Schwäbische Zeitung (Ravensburg / Weingarten)
Hassrede bedroht journalistische Freiheit
Angriffe und Pöbeleien vor allem von rechts
MÜNCHEN (epd) - Die Mehrheit der Journalisten in Deutschland hat nach einer Studie des Gewaltforschers Andreas Zick bereits Angriffe durch Hassrede (Hate Speech) im Internet erlebt. In den vergangenen zwölf Monaten berichteten rund 60 Prozent der befragten Journalisten von Verbalattacken, wie Zick bei einer Videokonferenz sagte. 2017 seien es erst 42 Prozent gewesen.
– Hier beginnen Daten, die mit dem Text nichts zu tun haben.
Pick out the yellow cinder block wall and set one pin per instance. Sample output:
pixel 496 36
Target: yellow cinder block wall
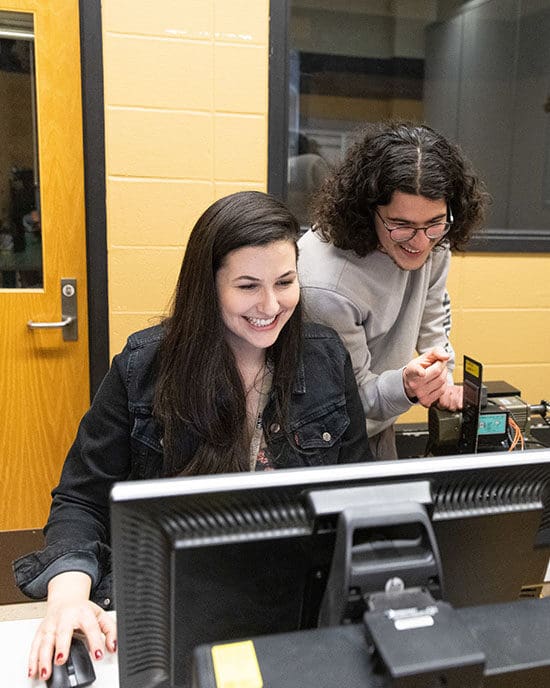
pixel 185 123
pixel 186 96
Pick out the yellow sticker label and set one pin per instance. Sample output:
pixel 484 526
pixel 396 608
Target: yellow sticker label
pixel 472 368
pixel 236 665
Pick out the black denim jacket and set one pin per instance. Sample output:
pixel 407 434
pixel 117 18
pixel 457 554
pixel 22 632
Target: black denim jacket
pixel 118 439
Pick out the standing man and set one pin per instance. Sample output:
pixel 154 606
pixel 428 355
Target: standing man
pixel 374 267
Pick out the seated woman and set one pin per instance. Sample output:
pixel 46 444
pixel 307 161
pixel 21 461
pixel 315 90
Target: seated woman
pixel 231 381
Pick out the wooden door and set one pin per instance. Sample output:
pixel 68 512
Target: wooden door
pixel 44 388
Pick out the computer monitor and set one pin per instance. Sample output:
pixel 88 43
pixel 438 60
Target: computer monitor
pixel 221 557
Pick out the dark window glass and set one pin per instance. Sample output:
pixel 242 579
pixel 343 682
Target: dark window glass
pixel 477 71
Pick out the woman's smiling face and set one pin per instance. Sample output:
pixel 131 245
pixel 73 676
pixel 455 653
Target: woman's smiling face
pixel 258 290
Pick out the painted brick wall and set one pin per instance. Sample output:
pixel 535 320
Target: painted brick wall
pixel 186 123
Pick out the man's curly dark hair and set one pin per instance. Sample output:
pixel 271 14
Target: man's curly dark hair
pixel 397 156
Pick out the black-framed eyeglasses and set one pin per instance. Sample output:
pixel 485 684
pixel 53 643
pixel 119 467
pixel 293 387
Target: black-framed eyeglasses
pixel 403 232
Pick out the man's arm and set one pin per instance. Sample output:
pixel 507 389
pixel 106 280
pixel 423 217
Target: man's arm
pixel 435 328
pixel 383 396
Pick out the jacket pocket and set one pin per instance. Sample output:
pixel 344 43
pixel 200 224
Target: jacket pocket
pixel 323 431
pixel 147 452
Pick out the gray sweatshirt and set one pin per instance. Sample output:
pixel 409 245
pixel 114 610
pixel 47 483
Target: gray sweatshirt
pixel 382 313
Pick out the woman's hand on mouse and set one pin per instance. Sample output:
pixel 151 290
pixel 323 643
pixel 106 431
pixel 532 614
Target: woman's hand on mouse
pixel 68 609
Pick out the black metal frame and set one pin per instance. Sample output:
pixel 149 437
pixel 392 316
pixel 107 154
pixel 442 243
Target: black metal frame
pixel 489 240
pixel 94 184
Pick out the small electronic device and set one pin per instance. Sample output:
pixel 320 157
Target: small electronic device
pixel 77 671
pixel 494 418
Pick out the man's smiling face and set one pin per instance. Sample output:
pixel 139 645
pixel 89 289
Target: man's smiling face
pixel 414 211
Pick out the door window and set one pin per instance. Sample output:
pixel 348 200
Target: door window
pixel 20 226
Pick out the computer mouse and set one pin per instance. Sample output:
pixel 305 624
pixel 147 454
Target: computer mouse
pixel 77 671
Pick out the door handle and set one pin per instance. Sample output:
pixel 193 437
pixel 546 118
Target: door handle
pixel 37 326
pixel 69 317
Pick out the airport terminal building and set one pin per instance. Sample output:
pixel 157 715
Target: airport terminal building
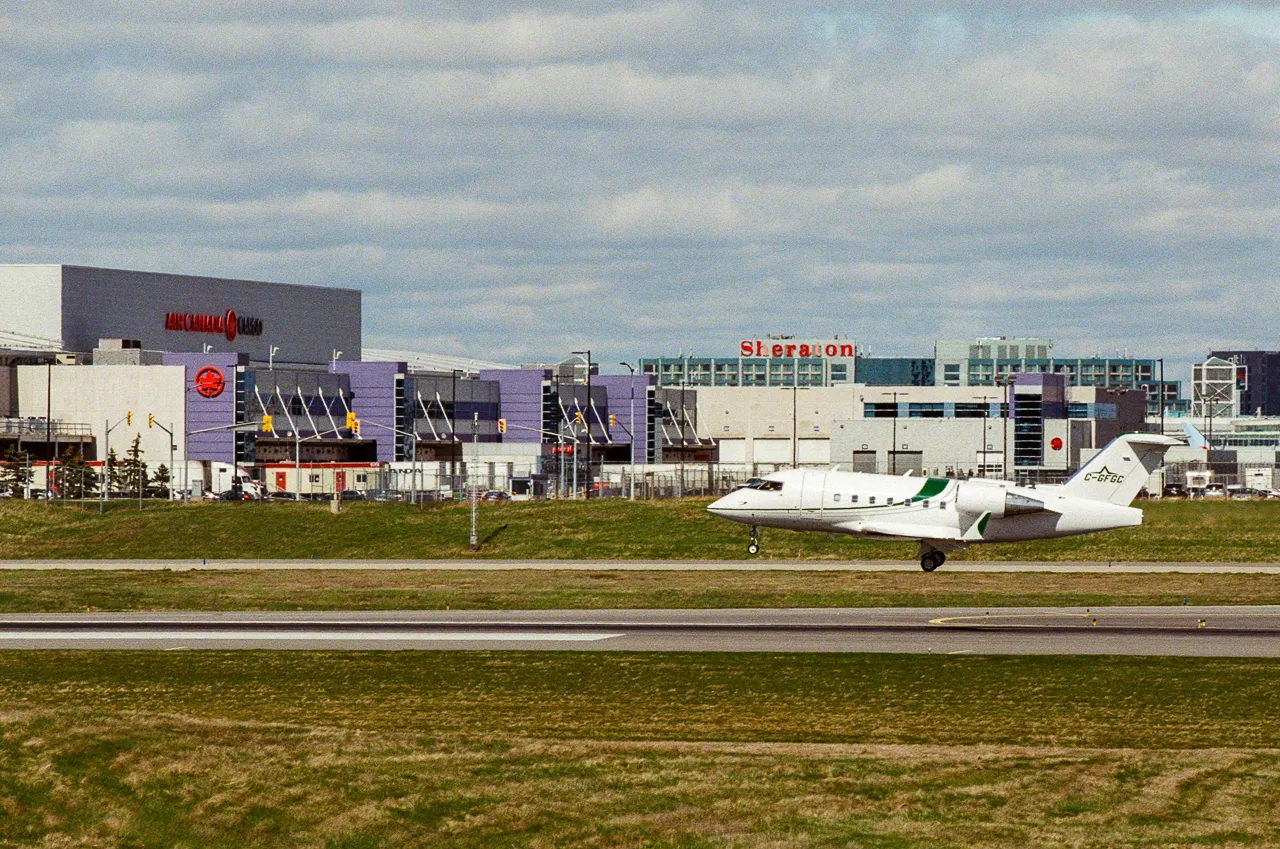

Auch Bayerns Justizminister Georg Eisenreich (CSU) sagte, Hass und Hetze hätten „erheblich zugenommen“– dies sei „eine negative Folge der Digitalisierung“.
Zick, der das Institut für interdisziplinäre Konflikt- und Gewaltforschung (IKG) an der Universität Bielefeld leitet, hatte mehr als 300 Journalisten befragt. Über 80 Prozent der Angriffe durch Hate Speech stammten der Studie zufolge aus dem rechten Spektrum: „Sie waren also eingebettet in andere Ideologien“, sagte der Professor. Das liege auch daran, dass im linken Spektrum Hassrede „weniger ein Kommunikationsmittel“sei.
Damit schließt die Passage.